I certainly wish we had embeddings that were factorizable. There ought to be some subvectors that contain different sorts of semantic information (big, small, in the future, in the past, animal, vegetable, mineral, is negated, ...) as well as syntactic information (verb, noun, English, French, ...) as well as lexical ("dog"-"god", token is 15 bytes, token is 7 characters, ...)
The summer BERT came out I was at a startup that was struggling with text representations: character vectors sorta worked but had too many tokens and it seemed it wasn't an efficient use of a CNN or RNN to use it as a dictionary. Word vectors didn't really seem to work, I was hoping we could develop some kind of factorizable vector that has one subvector that models the word and another that models the context of the word but we never got that far. But then BERT came along and it does give us a vector which represents word and context, just it is not factorizable.

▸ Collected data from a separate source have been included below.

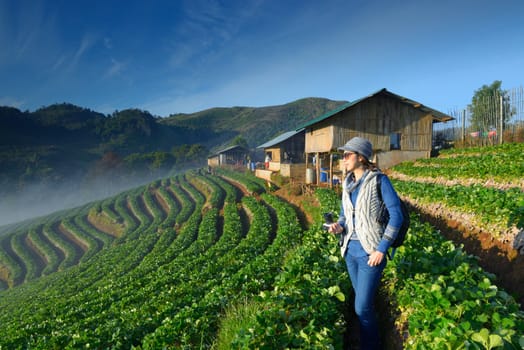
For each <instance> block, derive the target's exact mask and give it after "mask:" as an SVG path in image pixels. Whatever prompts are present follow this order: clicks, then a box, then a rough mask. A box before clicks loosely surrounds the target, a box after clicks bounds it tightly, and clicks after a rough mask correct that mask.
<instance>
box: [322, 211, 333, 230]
mask: <svg viewBox="0 0 524 350" xmlns="http://www.w3.org/2000/svg"><path fill="white" fill-rule="evenodd" d="M322 216H323V217H324V223H323V224H322V229H323V230H326V231H327V230H329V227H330V226H331V224H332V223H333V213H324V214H322Z"/></svg>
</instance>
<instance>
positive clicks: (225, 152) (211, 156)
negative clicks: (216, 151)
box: [208, 145, 247, 158]
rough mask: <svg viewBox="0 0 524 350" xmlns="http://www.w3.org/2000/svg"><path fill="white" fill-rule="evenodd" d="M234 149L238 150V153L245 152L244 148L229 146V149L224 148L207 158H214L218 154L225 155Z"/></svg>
mask: <svg viewBox="0 0 524 350" xmlns="http://www.w3.org/2000/svg"><path fill="white" fill-rule="evenodd" d="M235 148H238V149H239V150H240V151H244V152H247V149H245V148H244V147H242V146H239V145H233V146H229V147H226V148H224V149H221V150H220V151H217V152H216V153H214V154H211V155H210V156H208V158H213V157H216V156H218V155H219V154H221V153H226V152H227V151H231V150H233V149H235Z"/></svg>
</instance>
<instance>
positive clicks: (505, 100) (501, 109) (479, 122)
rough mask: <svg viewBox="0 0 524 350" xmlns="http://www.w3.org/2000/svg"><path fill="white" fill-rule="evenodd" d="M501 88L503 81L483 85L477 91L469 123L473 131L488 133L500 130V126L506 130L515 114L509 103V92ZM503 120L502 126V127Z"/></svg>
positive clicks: (483, 132) (509, 103) (472, 105)
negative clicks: (511, 117) (497, 130)
mask: <svg viewBox="0 0 524 350" xmlns="http://www.w3.org/2000/svg"><path fill="white" fill-rule="evenodd" d="M501 86H502V81H500V80H495V81H494V82H493V83H492V84H491V85H489V86H488V85H483V86H482V87H481V88H480V89H478V90H476V91H475V94H474V95H473V98H472V99H471V104H470V105H469V110H470V111H471V115H470V120H469V121H470V123H471V127H472V130H473V131H480V132H481V133H487V132H488V131H489V130H493V129H499V127H500V126H502V128H504V125H505V124H506V123H507V122H508V121H509V120H510V119H511V117H512V115H513V114H515V110H514V109H513V110H512V109H511V106H510V103H509V102H510V101H509V96H508V91H506V90H502V88H501ZM501 101H502V109H501ZM501 112H502V116H501ZM501 120H502V125H500V121H501Z"/></svg>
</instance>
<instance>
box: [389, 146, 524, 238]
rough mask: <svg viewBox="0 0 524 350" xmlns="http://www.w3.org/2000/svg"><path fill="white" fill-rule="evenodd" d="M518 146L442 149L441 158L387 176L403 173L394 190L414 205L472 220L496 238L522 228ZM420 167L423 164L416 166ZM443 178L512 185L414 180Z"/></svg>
mask: <svg viewBox="0 0 524 350" xmlns="http://www.w3.org/2000/svg"><path fill="white" fill-rule="evenodd" d="M523 152H524V144H522V143H519V144H504V145H500V146H493V147H483V148H479V149H478V150H476V149H466V150H446V152H445V154H444V156H443V157H438V158H430V159H425V160H419V161H416V162H406V163H403V164H400V165H398V166H395V167H394V168H393V171H394V172H393V177H397V178H398V177H399V176H398V174H401V175H407V176H408V177H411V178H412V179H411V180H406V178H404V177H403V180H402V181H399V180H397V181H395V182H394V184H395V186H396V188H397V189H398V190H399V192H401V193H403V194H404V195H406V196H407V197H410V198H412V199H413V200H415V201H416V202H417V203H419V204H426V205H428V204H439V205H444V206H445V207H447V208H450V209H452V210H456V211H458V212H461V213H465V214H468V215H472V216H473V219H472V220H473V222H472V223H473V224H475V225H476V226H477V227H479V228H482V227H484V228H485V229H486V231H488V232H492V233H493V235H494V236H495V237H496V238H499V237H500V235H501V234H502V233H503V232H508V230H509V231H511V228H514V230H515V229H522V228H524V188H523V187H522V174H524V153H523ZM421 164H424V165H422V166H421ZM428 176H433V177H435V176H444V177H446V178H449V179H457V178H458V179H460V178H463V179H467V178H469V177H476V178H482V179H489V180H491V181H494V182H495V183H496V182H497V181H500V182H502V183H514V184H515V185H514V186H513V187H511V186H510V187H508V186H506V188H505V189H497V188H495V187H492V186H485V185H483V184H475V183H474V184H470V185H468V184H453V185H446V184H436V183H432V182H427V181H421V182H417V179H420V178H424V177H428Z"/></svg>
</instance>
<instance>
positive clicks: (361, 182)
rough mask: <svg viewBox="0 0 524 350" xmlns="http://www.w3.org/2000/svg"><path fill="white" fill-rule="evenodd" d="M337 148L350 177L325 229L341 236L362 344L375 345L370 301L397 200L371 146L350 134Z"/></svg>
mask: <svg viewBox="0 0 524 350" xmlns="http://www.w3.org/2000/svg"><path fill="white" fill-rule="evenodd" d="M339 150H342V151H344V158H343V165H344V169H345V171H346V173H347V174H348V175H347V177H346V179H345V180H344V182H343V187H342V188H343V192H342V205H341V210H340V216H339V219H338V221H337V222H336V223H333V224H332V225H331V226H330V227H329V230H328V231H329V232H331V233H334V234H341V235H342V237H341V239H340V245H341V253H342V256H343V257H344V259H345V261H346V266H347V269H348V273H349V277H350V279H351V284H352V285H353V289H354V291H355V313H356V314H357V316H358V319H359V321H360V342H361V348H362V349H379V348H380V342H379V339H380V336H379V331H378V324H377V318H376V315H375V310H374V299H375V295H376V291H377V288H378V285H379V282H380V278H381V276H382V271H383V270H384V267H385V266H386V261H387V259H386V253H387V250H388V248H389V247H390V246H391V243H392V242H393V241H394V240H395V238H396V236H397V233H398V230H399V228H400V226H401V224H402V218H403V217H402V212H401V209H400V200H399V197H398V195H397V193H396V192H395V190H394V188H393V186H392V185H391V182H390V181H389V179H388V177H387V176H385V175H384V174H383V173H382V172H381V171H380V170H379V169H378V168H377V167H376V166H375V165H374V164H373V163H372V162H371V161H370V159H371V155H372V145H371V143H370V142H369V141H368V140H366V139H364V138H361V137H354V138H352V139H351V140H349V141H348V142H347V143H346V144H345V145H344V146H343V147H340V148H339ZM378 181H380V185H379V186H377V182H378ZM377 188H380V190H381V194H379V193H378V191H377ZM382 203H384V205H385V207H386V208H387V210H388V212H389V220H388V221H387V222H384V220H382V219H383V218H384V217H387V216H384V209H383V205H382Z"/></svg>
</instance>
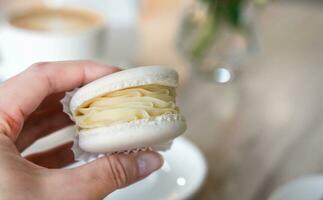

I'm not sure the question is about factorization but more about having the proper coordinates. Right now our basis vectors are pointing in... well... random directions. So when we naively interpolate between two vectors we're certainty going to pass through different semantical concepts. Our basis vectors aren't aligned to those concepts. And certainly LERPing is not the right way to move along this geometry either, and we should actually be thinking about the geodesics of our surface.
We've gone about all this as if we're working with a 2D cartesian coordinate system. I'm actually impressed things have worked this well! Crazy how we've done all this without care for the structural preservation of our data. But I guess with scale you can kinda side step that, forcing the manifold hypothesis. But to move forward and tackle these challenges? Might be time to get back into the weeds.